Pertama, melalui zakat fitrah, umat Islam akan terlatih untuk mempertajam kepekaan sosial dan menguatkan persaudaraan. Diantara orang yang berhak menerima zakat adalah fakir-miskin. Ini menunjukkan dimensi kemanusiaan dalam Islam yang jangkauannya melampui batas agama. Artinya, kepekaan sosial dalam puasa dan zakat firtah bukan karena sama-sama lapar dan merupakan sebuah kewajiban bagi umat Islam, tetapi erat kaitannya dengan derita kemanusiaan (Nafis, 2017).
Dari poin pertama ini, kita diajarkan untuk saling mengasihi, menghormati, menjungjung toleransi, hidup damai, adil dan ramah. Inilah beragama yang senantiasa harus kita tingkatkan agar dimensi kemanusiaan lebih kentara daripada selalu menimbang simbolisme ritual semata.

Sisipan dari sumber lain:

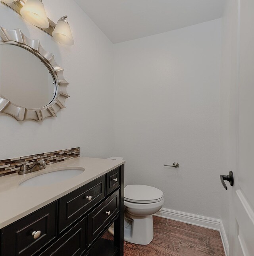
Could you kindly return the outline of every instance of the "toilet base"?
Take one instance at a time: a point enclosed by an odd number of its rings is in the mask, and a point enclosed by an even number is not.
[[[154,238],[152,216],[134,216],[127,211],[125,213],[132,223],[125,227],[124,240],[138,244],[150,244]]]

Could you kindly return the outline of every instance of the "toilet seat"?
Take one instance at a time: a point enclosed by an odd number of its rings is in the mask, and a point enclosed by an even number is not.
[[[127,185],[124,194],[125,201],[139,204],[155,203],[164,199],[162,191],[145,185]]]

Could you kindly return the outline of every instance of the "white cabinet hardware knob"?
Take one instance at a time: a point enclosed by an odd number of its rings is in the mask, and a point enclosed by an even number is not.
[[[91,199],[92,199],[92,196],[87,196],[86,198],[87,199],[88,199],[89,201],[90,201]]]
[[[40,235],[40,231],[34,231],[32,233],[32,235],[33,237],[35,239],[37,239]]]

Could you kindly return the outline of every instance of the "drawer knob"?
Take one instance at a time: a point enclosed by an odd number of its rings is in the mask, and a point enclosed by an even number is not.
[[[92,196],[87,196],[86,198],[87,199],[88,199],[89,201],[91,201],[91,200],[92,199]]]
[[[35,239],[37,239],[40,235],[40,231],[34,231],[32,233],[32,235],[33,237]]]

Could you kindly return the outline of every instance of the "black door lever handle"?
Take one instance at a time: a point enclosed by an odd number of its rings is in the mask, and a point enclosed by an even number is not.
[[[229,181],[230,186],[234,186],[234,175],[231,171],[229,171],[229,174],[228,175],[221,175],[220,177],[221,181],[226,190],[227,190],[227,187],[224,182],[224,181]]]

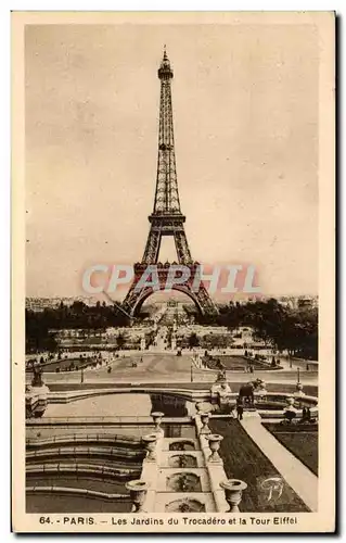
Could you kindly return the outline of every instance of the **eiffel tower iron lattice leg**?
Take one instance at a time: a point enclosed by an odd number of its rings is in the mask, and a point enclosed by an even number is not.
[[[172,76],[174,73],[165,51],[158,70],[161,102],[154,207],[149,216],[151,226],[144,254],[141,263],[134,264],[134,279],[123,302],[123,310],[130,316],[133,316],[146,298],[154,292],[154,289],[148,286],[136,288],[148,266],[157,265],[159,289],[163,289],[166,285],[169,264],[162,265],[158,262],[163,236],[170,236],[175,239],[178,263],[188,266],[190,269],[190,279],[185,283],[174,288],[189,295],[202,315],[217,315],[218,313],[202,282],[196,292],[192,288],[198,264],[192,260],[183,226],[185,217],[180,210],[171,108]]]

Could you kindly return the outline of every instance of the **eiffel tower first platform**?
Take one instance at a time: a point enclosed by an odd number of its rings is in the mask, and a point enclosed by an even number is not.
[[[200,264],[193,262],[184,231],[185,217],[180,210],[176,154],[174,140],[174,124],[171,109],[171,79],[174,77],[170,62],[164,52],[164,58],[158,68],[158,78],[161,80],[161,103],[159,103],[159,127],[158,127],[158,159],[156,190],[154,207],[149,216],[150,231],[142,261],[134,264],[134,278],[128,294],[126,295],[121,307],[123,311],[133,317],[136,316],[148,296],[157,292],[152,287],[144,286],[136,288],[143,273],[150,265],[155,265],[159,280],[159,289],[166,286],[169,264],[158,262],[158,253],[163,236],[171,236],[175,239],[175,245],[178,256],[178,264],[184,265],[190,269],[190,278],[182,285],[172,286],[193,300],[201,316],[207,318],[218,314],[218,310],[212,301],[203,282],[198,289],[193,289],[193,279],[198,273]],[[172,263],[177,264],[177,263]]]

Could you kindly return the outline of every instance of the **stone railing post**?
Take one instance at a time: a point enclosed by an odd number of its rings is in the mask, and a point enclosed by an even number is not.
[[[128,481],[125,487],[130,491],[130,500],[134,507],[133,513],[145,513],[143,504],[145,502],[149,484],[141,479],[137,479],[134,481]]]
[[[230,506],[228,513],[239,513],[239,504],[242,501],[243,490],[247,489],[247,484],[240,479],[228,479],[220,483],[225,490],[225,497]]]

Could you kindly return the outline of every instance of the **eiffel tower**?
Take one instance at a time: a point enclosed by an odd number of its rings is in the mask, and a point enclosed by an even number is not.
[[[134,264],[133,282],[121,307],[126,314],[133,317],[138,314],[146,298],[156,292],[156,290],[148,286],[136,289],[138,281],[149,265],[157,266],[159,289],[164,289],[169,264],[166,263],[163,265],[159,263],[158,253],[163,236],[171,236],[175,239],[178,263],[190,269],[190,279],[183,285],[174,286],[172,289],[190,296],[202,316],[217,315],[218,310],[209,298],[203,282],[200,283],[198,290],[192,289],[193,279],[200,269],[200,264],[192,260],[183,227],[185,217],[180,210],[171,109],[170,84],[174,73],[166,53],[166,48],[157,75],[161,80],[161,103],[154,207],[152,214],[148,217],[150,222],[150,232],[144,254],[142,261]]]

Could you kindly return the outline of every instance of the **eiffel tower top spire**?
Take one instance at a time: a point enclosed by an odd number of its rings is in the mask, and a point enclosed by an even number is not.
[[[167,56],[166,46],[164,48],[164,55],[157,75],[161,80],[158,157],[156,190],[152,216],[162,214],[181,215],[177,182],[171,108],[170,81],[174,77],[174,72]]]

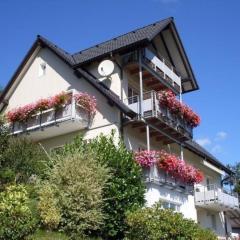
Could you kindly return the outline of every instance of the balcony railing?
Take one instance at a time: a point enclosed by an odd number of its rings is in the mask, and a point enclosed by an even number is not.
[[[89,114],[78,105],[69,91],[71,100],[58,109],[48,109],[34,114],[25,122],[15,122],[11,126],[13,135],[26,134],[33,140],[63,135],[76,130],[87,128],[90,123]],[[48,128],[47,131],[44,131]]]
[[[149,71],[157,74],[162,82],[170,86],[174,91],[178,93],[181,90],[181,77],[177,70],[162,56],[157,57],[149,49],[143,49],[143,66],[148,68]],[[131,52],[123,57],[123,64],[138,63],[138,52]]]
[[[166,124],[174,131],[183,134],[186,138],[191,139],[193,135],[193,128],[187,121],[176,114],[170,112],[167,107],[161,106],[157,99],[155,91],[146,92],[143,94],[143,102],[140,109],[139,96],[133,96],[125,99],[124,103],[133,110],[138,116],[143,114],[146,119],[156,118],[161,123]]]
[[[158,170],[156,167],[152,167],[152,169],[144,169],[143,177],[146,183],[154,183],[163,188],[187,195],[193,194],[193,186],[179,181],[168,173]]]
[[[195,188],[196,206],[213,210],[239,209],[236,195],[231,195],[216,185]]]

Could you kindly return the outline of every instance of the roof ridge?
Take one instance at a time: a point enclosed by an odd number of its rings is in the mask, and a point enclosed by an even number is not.
[[[69,64],[75,64],[75,60],[72,56],[71,53],[65,51],[63,48],[59,47],[58,45],[56,45],[55,43],[53,43],[52,41],[48,40],[47,38],[41,36],[41,35],[37,35],[37,40],[41,41],[42,43],[48,45],[49,47],[51,47],[51,49],[53,51],[56,52],[56,54],[61,55],[65,60],[67,60],[69,62]]]
[[[129,33],[133,33],[133,32],[139,31],[139,30],[141,30],[141,29],[150,27],[151,25],[156,25],[156,24],[159,24],[159,23],[161,23],[161,22],[164,22],[164,21],[167,21],[167,20],[173,20],[173,19],[174,19],[173,17],[168,17],[168,18],[165,18],[165,19],[156,21],[156,22],[154,22],[154,23],[150,23],[150,24],[148,24],[148,25],[146,25],[146,26],[139,27],[139,28],[134,29],[134,30],[132,30],[132,31],[129,31],[129,32],[127,32],[127,33],[120,34],[120,35],[118,35],[117,37],[113,37],[113,38],[108,39],[108,40],[106,40],[106,41],[103,41],[103,42],[101,42],[101,43],[99,43],[99,44],[92,45],[91,47],[84,48],[84,49],[82,49],[82,50],[80,50],[80,51],[78,51],[78,52],[76,52],[76,53],[73,53],[73,54],[72,54],[72,57],[74,58],[75,55],[81,54],[83,51],[87,51],[87,50],[89,50],[89,49],[91,49],[91,48],[94,48],[94,47],[99,47],[99,45],[103,45],[104,43],[110,42],[110,41],[112,41],[112,40],[114,40],[114,39],[117,40],[117,38],[123,37],[123,36],[125,36],[125,35],[127,35],[127,34],[129,34]]]

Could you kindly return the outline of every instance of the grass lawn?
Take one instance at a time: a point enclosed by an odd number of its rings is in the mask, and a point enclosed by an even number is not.
[[[34,233],[31,237],[28,238],[29,240],[69,240],[69,238],[63,234],[58,232],[47,232],[43,230],[38,230]]]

Nilai-nilai semacam ini sangat erat kaitannya dengan program menumpas paham radikal. Sebab, kelompok radikal sangat tidak menginginkan adanya harmoni kemanusiaan, toleransi dan saling mengasihi antar sesama. Yang ada di benak kelompok radikalis adalah Islam atau non-Islam saja (muslim atau kafir).
Kedua, mengikis egoisme dan menumbuhkan sikap kebersamaan. Salah satu ciri umum orang yang terpapar paham radikal adalah egois dan tidak mengenal perbedaan pendapat. Sulit baginya untuk menerima perbedaan pendapat (khilafiyah). Akibatnya, mereka selalu tampil dalam bentuk yang kaku, keras. Bahkan mereka seolah yang paling benar karena ideologi yang mereka pegang mengajarkan untuk mendominasi kebenaran dan menyalahkan yang tidak sepaham dengan mereka. Celakanya lagi, mereka juga fanatisme buta dan mengkultuskan tokoh kelompok mereka sendiri (Sarwat, 2019: 32).
Melalui ibadah zakat fitrah, segala bentuk sifat egoisme akan terkikis. Hal ini bisa terjadi karena dalam ketentuan zakat fitrah, terdapat nilai-nilai sosial. Harta yang dikira hasil keringat sendiri, ternyata semua itu terdapat hak orang lain. Kita tidak boleh egois sehingga sebagian harta itu harus disalurkan pada orang yang berhak. Di sinilah tercipta harmoni. Setidaknya dua nilai sebagaimana diuraikan di atas dapat menuntun seseorang yang terpapar paham radikal kembali ke jalan yang lurus; melepas belenggu ideologi yang menyimpang. Semoga!